Так они и жили: вертикальный на кровати, горизонтальный в шалаше, из которого больше не выбирался без надобности. В основном он сидел, вполголоса разговаривая сам с собой, приводя какие-то аргументы и с жаром их опровергая; спать он перестал. Галлюцинации теперь не проходили, муравьи и личинки сменились крупными млекопитающими: львами, слонами, жирафами, зебрами и тиграми с фрактальными узорами на шкурах. Животные толпились и наплывали друг на друга в замутненном продолжении комнаты, в клубящемся пространстве по краям сцены — ему казалось, что он в сафари-парке. Зигзагами бегала по стене чрезвычайно отчетливая крыса, замиравшая и начинавшая расслаиваться на собственные подобия каждый раз, когда он смаргивал. Но быстро приходила в себя, в буквальном смысле — подрожав, снова собиралась в одно проворное густое вещество, и снова рывками сокращала дистанцию.
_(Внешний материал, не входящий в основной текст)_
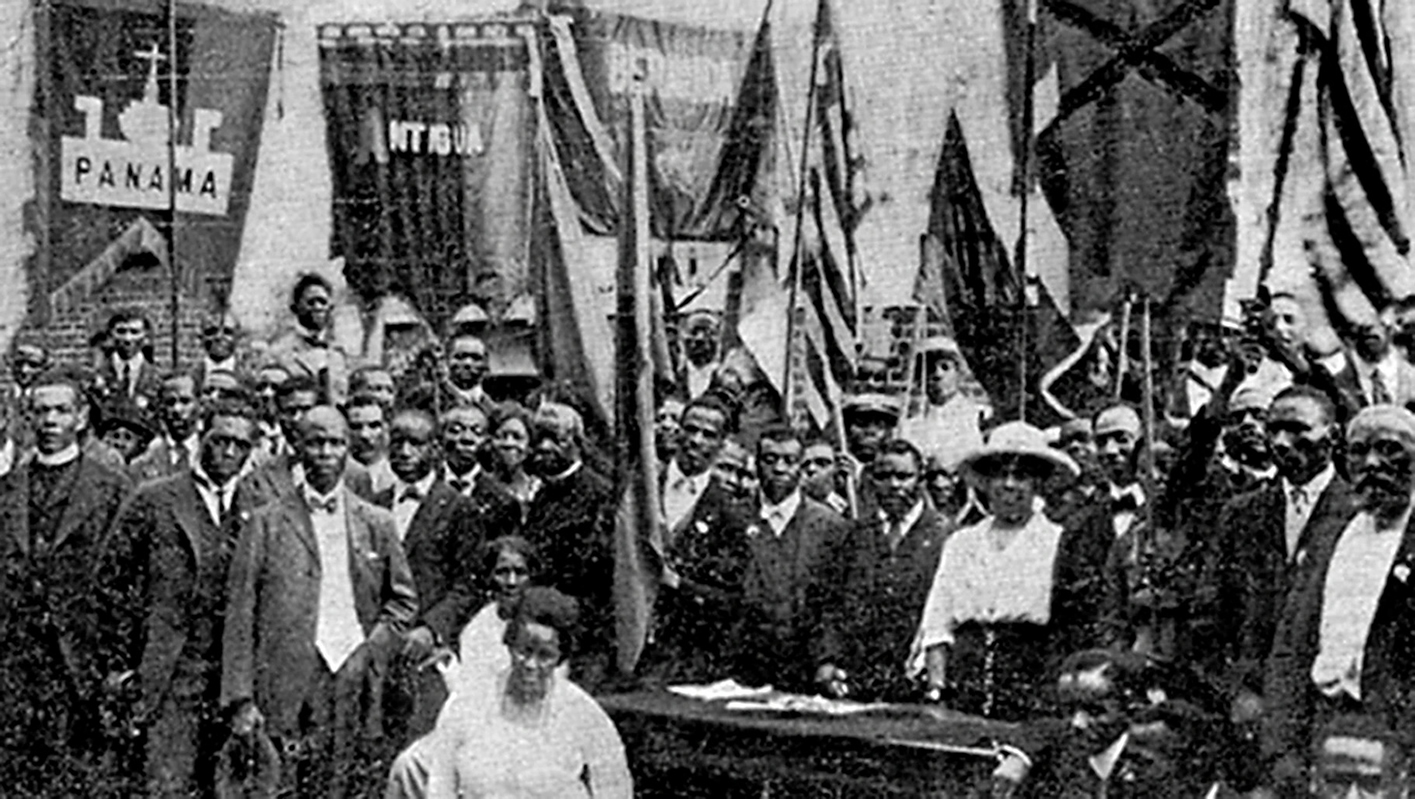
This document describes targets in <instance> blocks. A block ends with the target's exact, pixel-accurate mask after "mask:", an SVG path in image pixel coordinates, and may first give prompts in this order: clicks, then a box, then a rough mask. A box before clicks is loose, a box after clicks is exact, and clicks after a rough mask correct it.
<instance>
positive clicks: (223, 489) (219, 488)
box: [191, 461, 313, 494]
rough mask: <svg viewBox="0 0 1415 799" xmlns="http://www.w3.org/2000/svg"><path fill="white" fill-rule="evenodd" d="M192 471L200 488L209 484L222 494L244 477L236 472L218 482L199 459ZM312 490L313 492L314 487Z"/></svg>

Полярный день не думал заканчиваться, а только все ярче разгорался, до желтых огней на горизонте, до мутного ореола вокруг предметов, до мигрени с аурой и рвотой в белый эмалированный тазик, который вертикальный притащил из ванной, чтобы не пачкался ковер. Он изменился за последнее время, но суть этих изменений трудно было уловить. Казалось, что он возмужал, или, как сказала бы мама, устаканился. С горизонтальным он был терпелив, как с трудным ребенком: в плохие минуты, которые наступали все чаще, не суетился, ничем не брезговал, не впадал в панику; подносил, уносил, вытирал рот, вообще очень оперативно действовал; один раз даже положил руку на лоб, проверяя, есть ли температура (температуры не было). Ни за что не корил, не навязывался, в душу не лез, на бормотание не реагировал. После процедур сразу уходил к себе — готовиться к урокам, спать, заниматься физическими упражнениями. Полярный день он переносил прекрасно.